Was Frauen mit Sommersprossen wissen sollten
Sonnenflecken werden – und bleiben – deutlich dunkler als Sommersprossen, ganz unabhängig vom Kontakt mit der Sonne. © mangostock / Shutterstock.com

Was ist der Unterschied zwischen Sommersprossen und Sonnenflecken?

Bist du unsicher, ob es sich bei den kleinen Punkten auf deiner Haut tatsächlich um Sommersprossen oder aber um Sonnenflecken (Lentigo solaris) handelt?

"Gesunde Sommersprossen, ohne darunter liegende Schäden, sollten sich intensivieren, sobald sie in Kontakt mit Sonnenstrahlen kommen – und verblassen, sogar verschwinden, wenn man sich weniger in der Sonne aufhält", erläutert Francesca Fusco, Professorin für Dermatologie am Mount Sinai Medical Center in New York. "Sonnenflecken werden – und bleiben – hingegen deutlich dunkler als Sommersprossen, ganz unabhängig vom Kontakt mit der Sonne."

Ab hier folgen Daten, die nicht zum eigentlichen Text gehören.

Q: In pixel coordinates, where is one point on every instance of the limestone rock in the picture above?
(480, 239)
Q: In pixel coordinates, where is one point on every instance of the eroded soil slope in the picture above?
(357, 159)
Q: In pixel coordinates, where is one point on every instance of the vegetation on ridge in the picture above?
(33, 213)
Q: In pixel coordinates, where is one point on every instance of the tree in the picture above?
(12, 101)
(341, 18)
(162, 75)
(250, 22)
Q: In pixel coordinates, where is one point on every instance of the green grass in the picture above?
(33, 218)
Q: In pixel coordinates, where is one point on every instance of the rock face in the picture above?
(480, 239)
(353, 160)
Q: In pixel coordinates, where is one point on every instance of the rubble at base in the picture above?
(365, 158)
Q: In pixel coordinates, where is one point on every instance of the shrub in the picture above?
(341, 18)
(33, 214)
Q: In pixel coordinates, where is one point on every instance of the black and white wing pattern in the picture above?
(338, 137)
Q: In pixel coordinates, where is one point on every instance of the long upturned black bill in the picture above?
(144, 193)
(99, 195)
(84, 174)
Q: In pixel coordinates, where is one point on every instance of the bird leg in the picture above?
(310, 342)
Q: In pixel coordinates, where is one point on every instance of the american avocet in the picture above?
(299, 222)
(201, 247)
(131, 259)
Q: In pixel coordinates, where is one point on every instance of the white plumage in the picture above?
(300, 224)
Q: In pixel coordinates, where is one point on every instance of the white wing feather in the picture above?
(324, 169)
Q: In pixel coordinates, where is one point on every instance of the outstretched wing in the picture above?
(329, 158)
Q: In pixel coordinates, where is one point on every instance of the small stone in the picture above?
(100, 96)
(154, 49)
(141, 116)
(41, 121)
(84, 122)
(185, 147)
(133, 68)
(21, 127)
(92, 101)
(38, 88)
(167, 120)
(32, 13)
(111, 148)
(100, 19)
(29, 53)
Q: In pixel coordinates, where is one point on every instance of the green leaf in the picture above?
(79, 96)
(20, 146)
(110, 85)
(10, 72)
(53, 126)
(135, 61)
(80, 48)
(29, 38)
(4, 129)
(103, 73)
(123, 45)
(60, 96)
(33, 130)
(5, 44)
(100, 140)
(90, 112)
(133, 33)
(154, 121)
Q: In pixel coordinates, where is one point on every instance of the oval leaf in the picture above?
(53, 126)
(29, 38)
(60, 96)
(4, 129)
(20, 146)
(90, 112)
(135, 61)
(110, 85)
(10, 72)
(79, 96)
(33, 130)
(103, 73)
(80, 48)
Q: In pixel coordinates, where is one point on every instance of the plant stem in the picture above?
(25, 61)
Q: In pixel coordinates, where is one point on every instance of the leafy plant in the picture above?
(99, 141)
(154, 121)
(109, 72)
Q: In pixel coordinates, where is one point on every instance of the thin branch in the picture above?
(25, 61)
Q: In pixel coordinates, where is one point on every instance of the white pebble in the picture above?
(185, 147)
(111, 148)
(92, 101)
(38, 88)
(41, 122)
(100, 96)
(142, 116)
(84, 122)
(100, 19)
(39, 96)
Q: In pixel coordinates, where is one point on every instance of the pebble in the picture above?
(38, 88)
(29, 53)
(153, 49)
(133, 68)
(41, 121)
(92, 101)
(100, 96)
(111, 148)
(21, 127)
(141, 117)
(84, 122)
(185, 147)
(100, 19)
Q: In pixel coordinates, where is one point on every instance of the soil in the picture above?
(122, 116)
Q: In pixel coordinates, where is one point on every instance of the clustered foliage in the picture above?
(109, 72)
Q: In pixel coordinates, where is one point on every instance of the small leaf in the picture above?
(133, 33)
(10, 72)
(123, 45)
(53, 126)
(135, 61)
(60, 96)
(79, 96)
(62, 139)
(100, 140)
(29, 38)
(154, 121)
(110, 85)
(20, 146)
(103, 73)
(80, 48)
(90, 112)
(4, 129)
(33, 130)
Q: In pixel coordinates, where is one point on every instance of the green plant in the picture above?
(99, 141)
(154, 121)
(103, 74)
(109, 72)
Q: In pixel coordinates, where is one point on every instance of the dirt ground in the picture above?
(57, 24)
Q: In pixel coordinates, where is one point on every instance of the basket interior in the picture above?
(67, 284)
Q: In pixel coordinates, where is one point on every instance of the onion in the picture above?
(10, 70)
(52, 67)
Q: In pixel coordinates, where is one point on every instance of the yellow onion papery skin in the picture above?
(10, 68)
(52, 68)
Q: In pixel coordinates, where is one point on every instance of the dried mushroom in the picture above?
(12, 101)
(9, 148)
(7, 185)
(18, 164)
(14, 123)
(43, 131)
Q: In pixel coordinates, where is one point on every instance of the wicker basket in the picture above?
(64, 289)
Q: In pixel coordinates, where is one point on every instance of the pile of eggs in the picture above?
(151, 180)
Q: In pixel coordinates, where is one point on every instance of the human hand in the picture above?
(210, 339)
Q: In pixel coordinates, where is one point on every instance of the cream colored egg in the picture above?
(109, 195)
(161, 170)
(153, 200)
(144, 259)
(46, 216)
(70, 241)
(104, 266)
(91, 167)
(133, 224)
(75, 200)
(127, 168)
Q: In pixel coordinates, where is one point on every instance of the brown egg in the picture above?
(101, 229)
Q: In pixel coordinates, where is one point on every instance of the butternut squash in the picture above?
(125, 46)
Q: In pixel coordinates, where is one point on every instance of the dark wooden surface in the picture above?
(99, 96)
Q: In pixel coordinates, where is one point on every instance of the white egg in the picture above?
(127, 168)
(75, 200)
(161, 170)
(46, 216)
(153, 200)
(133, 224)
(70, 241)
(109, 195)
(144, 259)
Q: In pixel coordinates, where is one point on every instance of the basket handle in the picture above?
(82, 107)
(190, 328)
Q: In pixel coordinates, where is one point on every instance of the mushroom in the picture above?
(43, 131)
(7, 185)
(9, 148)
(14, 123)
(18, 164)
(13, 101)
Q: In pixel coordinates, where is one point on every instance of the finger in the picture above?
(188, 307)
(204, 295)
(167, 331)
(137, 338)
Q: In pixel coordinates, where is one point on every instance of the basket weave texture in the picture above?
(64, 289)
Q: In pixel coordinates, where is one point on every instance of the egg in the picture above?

Du brauchst dir aber keine Sorgen zu machen, wenn das Verblassen deiner Sommersprossen mal etwas länger dauert. Je nach Wohn- oder Urlaubsort kann sich der Farbton der Sommersprossen schneller, aber auch langsamer intensivieren sowie abschwächen.

Daneben lassen sich Sonnenflecken sowohl an ihrem Umriss als auch an ihrer Größe erkennen: Während Sommersprossen lediglich die Größe eines kleinen Punkts haben, werden Sonnenflecken deutlich größer. Zudem ist ihr Umriss meist viel deutlicher ausgeprägt.

Was hilft gegen Sonnenflecken?

Solltest du Sonnenflecken auf deiner Haut entdecken, dann flippe nicht gleich aus! Viele von ihnen sind harmlos und haben keinen negativen Einfluss auf die Gesundheit. Wer sich trotzdem nicht damit abfinden möchte, kann den Flecken mit speziellen Bleichcremes zu Leibe rücken. Diese sind vor allem bei hellen Ausprägungen äußerst effektiv. Besonders hartnäckige Sonnenflecken können hingegen mithilfe einer geeigneten Laserbehandlung beim Hautarzt entfernt werden.

Die einen lieben ihre Sommersprossen, die anderen möchten sie verstecken. Wir finden: Freu dich lieber darüber! Studien zufolge wirken Sommersprossenträger auf andere nämlich automatisch freundlich. Du kannst damit also im wahrsten Sinne des Wortes "Sympathiepunkte" sammeln.